Department of Molecular Cell Mechanisms, Medical University of Lodz, Mazowiecka 6/8, 92215 Lodz, Poland.
Int J Mol Sci. 2021 Oct 27;22(21):11607. doi: 10.3390/ijms222111607.
Chronic inflammation promotes endothelial plasticity, leading to the development of several diseases, including fibrosis and cancer in numerous organs. The basis of those processes is a phenomenon called the endothelial-mesenchymal transition (EndMT), which results in the delamination of tightly connected endothelial cells that acquire a mesenchymal phenotype. EndMT-derived cells, known as the myofibroblasts or cancer-associated fibroblasts (CAFs), are characterized by the loss of cell-cell junctions, loss of endothelial markers, and gain in mesenchymal ones. As a result, the endothelium ceases its primary ability to maintain patent and functional capillaries and induce new blood vessels. At the same time, it acquires the migration and invasion potential typical of mesenchymal cells. The observed modulation of cell shape, increasedcell movement, and invasion abilities are connected with cytoskeleton reorganization. This paper focuses on the review of current knowledge about the molecular pathways involved in the modulation of each cytoskeleton element (microfilaments, microtubule, and intermediate filaments) during EndMT and their role as the potential targets for cancer and fibrosis treatment.

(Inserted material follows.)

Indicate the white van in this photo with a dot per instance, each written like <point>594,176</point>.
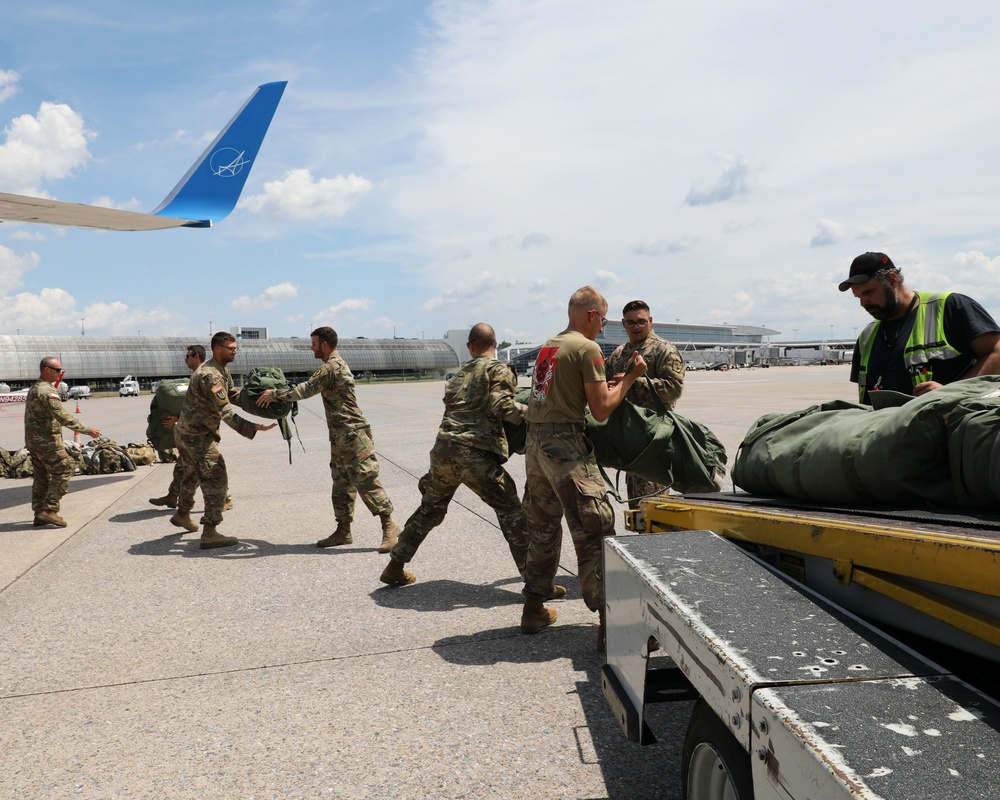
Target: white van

慢性炎症促进内皮细胞可塑性,导致包括纤维化和癌症在内的多种疾病在多个器官中发生。这些过程的基础是一种称为内皮-间充质转化(EndMT)的现象,它导致紧密连接的内皮细胞分层,获得间充质表型。EndMT 衍生的细胞,称为肌成纤维细胞或癌症相关成纤维细胞(CAFs),其特征是细胞-细胞连接丧失、内皮标志物丧失和间充质标志物获得。结果,内皮细胞丧失了维持有功能的毛细血管通畅的主要能力,并诱导新的血管生成。同时,它获得了典型的间充质细胞的迁移和侵袭能力。观察到的细胞形状调节、细胞运动增加和侵袭能力与细胞骨架重组有关。本文重点综述了目前关于参与 EndMT 的每个细胞骨架成分(微丝、微管和中间丝)调节的分子途径的知识,以及它们作为癌症和纤维化治疗的潜在靶点的作用。